AKP Küme Başkanvekili Bülent Turan, Cumhurbaşkanı Erdoğan’ın Kürtleri kastetmediğini söylüyor. Fotoğraf: Bayramic/DHA

Kürt seçmeni nasıl tesirler?

Erdoğan’ın konuşmasından daha sonra en epeyce tartışılan konulardan biri de bu telaffuzun AKP’li Kürt seçmenleri nasıl etkileyeceği konusu. Telaffuzun bir lisan sürçmesi olmadığını düşünen Kürt Çalışmaları Merkezi’nden Reha Ruhavioğlu, bu kelamın en uygun ihtimalle HDP seçmeni, daha genel manada ise Kürtlere söylendiğini iddia ediyor. 90’lı senelerda Kürt nüfusunun arttığı belirtilen MGK raporuna dikkat çeken Ruhavioğlu, bu milliyetçi derdin Erdoğan’ın son senelerdaki dönüşümüyle dengeli olduğu görüşünde.
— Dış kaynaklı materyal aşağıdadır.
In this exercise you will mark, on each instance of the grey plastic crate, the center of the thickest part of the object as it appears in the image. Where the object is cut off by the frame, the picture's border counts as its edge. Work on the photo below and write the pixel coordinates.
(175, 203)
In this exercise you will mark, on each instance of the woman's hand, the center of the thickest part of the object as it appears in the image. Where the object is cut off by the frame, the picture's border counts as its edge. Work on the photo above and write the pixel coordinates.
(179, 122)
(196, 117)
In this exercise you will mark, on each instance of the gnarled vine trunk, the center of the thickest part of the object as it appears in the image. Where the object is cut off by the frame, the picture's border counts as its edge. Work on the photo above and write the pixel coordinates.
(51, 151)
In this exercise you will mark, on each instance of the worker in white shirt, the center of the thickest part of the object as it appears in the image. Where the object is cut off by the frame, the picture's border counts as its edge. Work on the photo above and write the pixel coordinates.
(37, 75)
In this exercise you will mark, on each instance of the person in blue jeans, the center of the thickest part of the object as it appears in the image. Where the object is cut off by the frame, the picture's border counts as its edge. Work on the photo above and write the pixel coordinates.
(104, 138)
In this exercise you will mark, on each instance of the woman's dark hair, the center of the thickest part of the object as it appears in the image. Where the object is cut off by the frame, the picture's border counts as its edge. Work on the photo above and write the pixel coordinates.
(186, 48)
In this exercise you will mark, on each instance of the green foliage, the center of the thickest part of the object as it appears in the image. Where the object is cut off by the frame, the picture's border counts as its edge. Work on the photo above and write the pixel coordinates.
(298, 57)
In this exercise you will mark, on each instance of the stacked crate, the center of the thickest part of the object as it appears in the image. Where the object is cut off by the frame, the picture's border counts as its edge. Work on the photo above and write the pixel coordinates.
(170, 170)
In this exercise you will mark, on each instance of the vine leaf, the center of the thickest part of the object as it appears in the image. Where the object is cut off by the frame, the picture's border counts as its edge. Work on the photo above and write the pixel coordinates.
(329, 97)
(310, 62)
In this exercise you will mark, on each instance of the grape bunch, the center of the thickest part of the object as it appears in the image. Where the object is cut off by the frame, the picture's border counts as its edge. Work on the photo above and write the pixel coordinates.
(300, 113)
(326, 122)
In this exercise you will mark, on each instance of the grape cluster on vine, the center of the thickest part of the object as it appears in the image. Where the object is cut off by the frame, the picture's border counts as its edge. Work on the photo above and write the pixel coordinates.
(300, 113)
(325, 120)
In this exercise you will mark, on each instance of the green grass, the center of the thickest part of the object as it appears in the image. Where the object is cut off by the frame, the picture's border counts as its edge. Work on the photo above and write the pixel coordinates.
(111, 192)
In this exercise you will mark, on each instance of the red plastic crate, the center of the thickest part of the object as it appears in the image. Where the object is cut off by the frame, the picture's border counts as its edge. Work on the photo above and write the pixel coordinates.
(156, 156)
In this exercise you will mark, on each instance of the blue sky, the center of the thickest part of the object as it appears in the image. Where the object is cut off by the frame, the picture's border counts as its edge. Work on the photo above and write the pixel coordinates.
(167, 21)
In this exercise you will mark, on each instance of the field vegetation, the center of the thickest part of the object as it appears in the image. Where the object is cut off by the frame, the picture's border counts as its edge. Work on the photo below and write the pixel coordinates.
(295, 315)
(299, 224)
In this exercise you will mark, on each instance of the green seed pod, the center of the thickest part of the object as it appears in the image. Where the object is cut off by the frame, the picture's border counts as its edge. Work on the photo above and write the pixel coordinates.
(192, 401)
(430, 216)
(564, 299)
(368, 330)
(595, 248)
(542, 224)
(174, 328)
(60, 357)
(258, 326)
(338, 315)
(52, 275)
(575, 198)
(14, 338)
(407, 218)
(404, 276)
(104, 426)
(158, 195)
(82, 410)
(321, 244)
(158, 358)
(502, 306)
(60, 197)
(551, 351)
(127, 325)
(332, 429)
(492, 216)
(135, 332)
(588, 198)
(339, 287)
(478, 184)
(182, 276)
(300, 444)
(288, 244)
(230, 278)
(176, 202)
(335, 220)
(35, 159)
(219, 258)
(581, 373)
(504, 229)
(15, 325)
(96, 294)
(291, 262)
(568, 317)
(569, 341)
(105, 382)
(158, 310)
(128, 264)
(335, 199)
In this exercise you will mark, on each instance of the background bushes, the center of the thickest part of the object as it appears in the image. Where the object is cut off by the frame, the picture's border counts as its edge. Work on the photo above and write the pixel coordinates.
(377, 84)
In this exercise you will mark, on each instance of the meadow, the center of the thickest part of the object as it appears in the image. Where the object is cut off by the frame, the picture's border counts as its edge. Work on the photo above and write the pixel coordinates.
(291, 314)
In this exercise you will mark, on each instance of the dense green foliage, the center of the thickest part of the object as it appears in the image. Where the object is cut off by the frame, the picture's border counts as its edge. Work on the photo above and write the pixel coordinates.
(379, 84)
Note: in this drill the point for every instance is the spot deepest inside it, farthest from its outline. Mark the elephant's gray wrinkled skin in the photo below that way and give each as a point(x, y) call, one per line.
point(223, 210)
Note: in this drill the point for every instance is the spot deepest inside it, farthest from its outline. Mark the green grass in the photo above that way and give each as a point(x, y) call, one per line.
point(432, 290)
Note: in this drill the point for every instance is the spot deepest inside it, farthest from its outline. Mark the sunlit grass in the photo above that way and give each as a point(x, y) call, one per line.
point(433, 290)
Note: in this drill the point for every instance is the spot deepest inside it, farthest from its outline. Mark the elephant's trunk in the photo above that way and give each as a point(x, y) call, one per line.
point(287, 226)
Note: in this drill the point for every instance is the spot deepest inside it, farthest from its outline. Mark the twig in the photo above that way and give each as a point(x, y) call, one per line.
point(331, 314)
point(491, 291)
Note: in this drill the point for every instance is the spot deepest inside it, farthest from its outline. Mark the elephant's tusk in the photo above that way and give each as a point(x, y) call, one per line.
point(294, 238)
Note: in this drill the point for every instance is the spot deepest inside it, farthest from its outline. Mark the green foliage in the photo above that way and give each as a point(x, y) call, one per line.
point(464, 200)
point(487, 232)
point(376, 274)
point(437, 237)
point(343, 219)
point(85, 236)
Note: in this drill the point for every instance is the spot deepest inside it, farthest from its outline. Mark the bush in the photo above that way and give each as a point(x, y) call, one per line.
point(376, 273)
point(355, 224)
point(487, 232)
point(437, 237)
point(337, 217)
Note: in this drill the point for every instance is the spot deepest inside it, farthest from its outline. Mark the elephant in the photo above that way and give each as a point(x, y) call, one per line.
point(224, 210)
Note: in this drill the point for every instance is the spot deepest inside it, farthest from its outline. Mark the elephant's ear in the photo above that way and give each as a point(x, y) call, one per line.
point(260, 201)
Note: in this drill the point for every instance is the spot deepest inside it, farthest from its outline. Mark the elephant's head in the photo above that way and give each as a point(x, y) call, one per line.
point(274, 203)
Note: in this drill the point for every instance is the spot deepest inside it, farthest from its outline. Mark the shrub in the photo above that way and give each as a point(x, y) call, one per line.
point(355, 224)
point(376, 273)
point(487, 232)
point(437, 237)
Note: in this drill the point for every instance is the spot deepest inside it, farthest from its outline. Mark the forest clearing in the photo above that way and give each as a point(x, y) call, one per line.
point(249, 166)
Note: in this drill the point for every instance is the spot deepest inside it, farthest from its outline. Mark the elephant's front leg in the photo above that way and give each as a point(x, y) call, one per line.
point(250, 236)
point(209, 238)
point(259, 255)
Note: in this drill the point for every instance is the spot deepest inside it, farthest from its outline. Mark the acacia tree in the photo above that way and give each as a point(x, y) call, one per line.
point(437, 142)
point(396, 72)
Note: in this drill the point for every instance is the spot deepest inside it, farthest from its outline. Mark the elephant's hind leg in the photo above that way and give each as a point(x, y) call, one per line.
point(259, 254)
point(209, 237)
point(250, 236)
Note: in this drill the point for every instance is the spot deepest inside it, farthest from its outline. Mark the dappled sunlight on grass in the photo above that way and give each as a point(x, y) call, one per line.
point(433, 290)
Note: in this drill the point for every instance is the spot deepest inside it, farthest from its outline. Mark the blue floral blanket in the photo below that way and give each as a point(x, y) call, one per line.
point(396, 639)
Peki, Erdoğan’ın Diyarbakır ziyareti öncesi bu ifadeyi kullanımı ne manaya geliyor? Ruhavioğlu şu cevabı veriyor:

“bu biçimde çıkışların Kürt seçmenin genelinde çabucak tesir yapmasını beklemeyiz. HDP seçmeni ya da Erdoğan’a oy vermeyecek seçmende Erdoğan aksiliğini pekiştirir. AK Partili seçmende çabucak bir kopuşa niye olmasını beklemiyorum. Çabucak bir şeyler değişir üzere bakmak hayli mümkün değil. Bir şeyi tetikleyebilir, bardağı taşıran damla olabilir. Lakin çabucak hemen Diyarbakır ziyaretini gölgeleyeceğini, onun açısından olumsuz bir sonuç doğuracağını beklemiyorum.”